Why I am in favour of logging
A colleague recently brought to me some alternative fits he had done for a paper he was writing. The alternative fits looked very strange but had been strongly suggested by a referee. He was fitting a regression model to inter-country trade data and trying to explain patterns in terms of various measures of cultural fit. The referee was pointing to some papers in econometrics that had argued about the relative merits of multiplicative regression models fitted on the direct scale, rather than on the log-scale. The referee wanted a direct fit on the basis that the random errors may be more normal and additive on the direct scale.
One of the papers he was pointing to is HERE which contains the unequivocal recommendation
Overall, except under very special circumstances, estimation based on the log-linear model cannot be recommended.
Sounds like complete bollocks to me. I do not recall ever having a real econometric data set where regression on the log-scale was worse than the direct. I have had some data sets where it did not seem to matter – typically when the mean response was large and the variation of the noise was small.
Why is the log-transform better? Let me count the ways.
Leverage effects can be huge on the direct scale. This was a case in point with my colleague’s data. He actually had data over about 35 years and was getting crazy results from around 1990. It was the China effect dragging all the other estimates all over the place.
Collinearity, which is pretty closely related to the leverage effect, is also much higher on the direct scale. The model had several surrogates for economic scale and these were almost 100% correlated on the direct scale – but only about 90% on the log-scale. Again, because of China and the US.
Fitting algorithms are so much easier on the log-scale. It is a linear model. The direct model is non-linear. The leverage and collinearity also kick in at the same time.

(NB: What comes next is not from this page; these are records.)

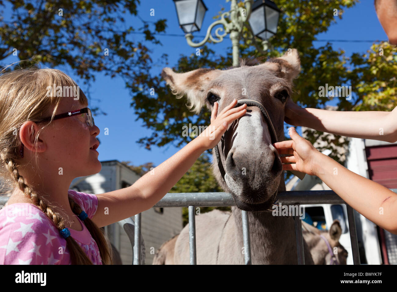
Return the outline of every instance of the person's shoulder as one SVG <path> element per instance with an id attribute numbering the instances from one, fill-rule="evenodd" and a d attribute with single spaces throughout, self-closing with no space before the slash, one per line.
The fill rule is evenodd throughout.
<path id="1" fill-rule="evenodd" d="M 66 240 L 42 211 L 15 203 L 0 210 L 0 263 L 53 264 L 60 262 Z"/>
<path id="2" fill-rule="evenodd" d="M 69 190 L 68 193 L 81 209 L 87 213 L 87 216 L 92 219 L 96 212 L 98 199 L 96 195 L 93 193 L 87 193 L 82 191 L 77 191 Z"/>

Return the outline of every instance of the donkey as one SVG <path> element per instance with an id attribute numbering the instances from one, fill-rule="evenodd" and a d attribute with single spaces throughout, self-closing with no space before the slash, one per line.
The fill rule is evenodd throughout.
<path id="1" fill-rule="evenodd" d="M 347 251 L 339 242 L 339 238 L 342 234 L 342 228 L 338 220 L 334 220 L 328 231 L 320 230 L 303 221 L 302 223 L 303 238 L 310 249 L 310 253 L 315 265 L 347 264 L 348 253 Z M 175 243 L 179 235 L 174 235 L 162 245 L 154 255 L 152 264 L 174 264 Z M 335 248 L 337 255 L 335 255 L 334 251 Z"/>
<path id="2" fill-rule="evenodd" d="M 231 213 L 216 209 L 196 216 L 197 264 L 244 264 L 241 210 L 249 211 L 252 264 L 298 263 L 294 219 L 273 216 L 270 208 L 278 192 L 285 190 L 281 161 L 272 143 L 284 139 L 284 107 L 300 60 L 294 49 L 258 63 L 243 60 L 239 66 L 225 70 L 177 73 L 166 68 L 162 72 L 172 93 L 177 98 L 186 95 L 188 108 L 196 113 L 204 104 L 212 110 L 216 101 L 220 112 L 234 99 L 250 101 L 245 102 L 247 113 L 229 125 L 214 148 L 220 152 L 213 151 L 214 174 L 236 205 Z M 303 246 L 305 263 L 313 264 L 304 240 Z M 189 263 L 187 225 L 176 239 L 173 257 L 175 264 Z"/>
<path id="3" fill-rule="evenodd" d="M 342 228 L 339 220 L 334 220 L 328 231 L 321 231 L 303 221 L 302 223 L 303 238 L 315 265 L 347 264 L 347 251 L 339 242 Z"/>

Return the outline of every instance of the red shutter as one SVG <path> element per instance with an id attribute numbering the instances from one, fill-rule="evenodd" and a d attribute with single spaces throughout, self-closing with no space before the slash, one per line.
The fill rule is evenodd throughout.
<path id="1" fill-rule="evenodd" d="M 370 180 L 388 189 L 397 189 L 397 145 L 367 147 Z"/>

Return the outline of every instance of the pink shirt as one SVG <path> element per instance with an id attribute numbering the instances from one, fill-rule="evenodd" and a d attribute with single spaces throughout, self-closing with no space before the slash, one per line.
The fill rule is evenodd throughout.
<path id="1" fill-rule="evenodd" d="M 98 207 L 93 194 L 68 193 L 92 219 Z M 94 265 L 102 265 L 98 246 L 78 217 L 83 230 L 68 228 L 70 236 Z M 33 204 L 12 204 L 0 209 L 0 265 L 70 265 L 66 240 L 54 222 Z"/>

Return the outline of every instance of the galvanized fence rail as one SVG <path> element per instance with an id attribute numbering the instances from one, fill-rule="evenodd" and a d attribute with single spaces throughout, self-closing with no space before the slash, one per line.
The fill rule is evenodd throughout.
<path id="1" fill-rule="evenodd" d="M 390 190 L 397 193 L 397 189 Z M 333 191 L 290 191 L 280 192 L 278 195 L 279 203 L 282 205 L 298 205 L 315 204 L 345 204 L 347 211 L 347 220 L 350 234 L 353 263 L 360 264 L 357 239 L 357 231 L 353 209 L 346 204 Z M 154 207 L 187 207 L 189 211 L 189 235 L 190 248 L 190 264 L 197 263 L 196 252 L 196 226 L 194 208 L 201 207 L 235 206 L 231 195 L 227 193 L 169 193 L 166 195 Z M 246 265 L 252 263 L 248 214 L 246 211 L 241 211 L 243 220 L 243 235 L 244 244 L 245 262 Z M 295 231 L 297 239 L 297 250 L 299 265 L 304 264 L 303 251 L 303 238 L 302 232 L 302 221 L 299 215 L 295 216 Z M 134 264 L 141 264 L 139 257 L 141 255 L 141 213 L 135 215 L 136 230 L 134 243 Z M 297 220 L 298 219 L 298 220 Z M 137 247 L 135 248 L 135 247 Z"/>
<path id="2" fill-rule="evenodd" d="M 397 193 L 397 189 L 390 189 Z M 354 265 L 360 265 L 360 255 L 357 239 L 357 230 L 353 209 L 346 204 L 333 191 L 290 191 L 280 192 L 278 195 L 279 203 L 282 205 L 297 205 L 299 210 L 300 205 L 315 204 L 345 204 L 347 211 L 347 220 L 349 222 L 350 240 L 353 253 L 353 262 Z M 0 196 L 0 205 L 4 206 L 8 198 Z M 234 201 L 231 195 L 227 193 L 169 193 L 166 195 L 154 207 L 187 207 L 189 208 L 189 236 L 190 264 L 197 263 L 196 251 L 195 206 L 221 207 L 235 206 Z M 252 263 L 251 248 L 249 234 L 249 224 L 248 213 L 241 211 L 243 223 L 243 235 L 244 244 L 244 258 L 246 265 Z M 145 246 L 142 238 L 141 228 L 141 213 L 135 215 L 135 220 L 127 219 L 118 222 L 123 226 L 130 240 L 134 238 L 134 265 L 145 264 Z M 303 238 L 302 232 L 302 221 L 299 219 L 299 215 L 295 216 L 295 232 L 297 239 L 297 251 L 299 265 L 304 264 L 304 255 L 303 251 Z M 297 220 L 298 219 L 298 220 Z M 135 222 L 134 222 L 135 221 Z M 141 242 L 141 244 L 138 244 Z"/>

Anyone with experience with non-linear models with almost collinearity will know what a bad thing this is.
The main reason the referee put forward for the direct model was that the errors would be more normal on that scale. This is an empirical matter and, in my experience, residuals usually look more normal on the log-scale. More importantly, we all know that normality of residuals actually does not matter much at all (for moderate sized data sets) yet the misconception persist even within highly quantitative disciplines like econometrics. Especially for regression (or two-sample tests) there is a cancelling out of the first order skewness term that makes even highly skew errors have a limited effect on the fit.
The scale of random errors is surely proportional to the mean in practice for real economic data sets. Does anyone really believe that the intrinsic variability of the GDP of Kirribati is the same as that of China? Therefore, to do the direct non-linear model properly you would have to weight the fit with respect to variance. These variances would have to be estimated from the non-linear almost collinear model. So you are iterating and I can see this procedure never converging at all.
So there you have it. When I get data in an Excel spreadsheet with $-signs anywhere I just log the hell out of everything and only then start snooping around. I would be interested if anyone can tell of experiences where direct modeling was actually successful.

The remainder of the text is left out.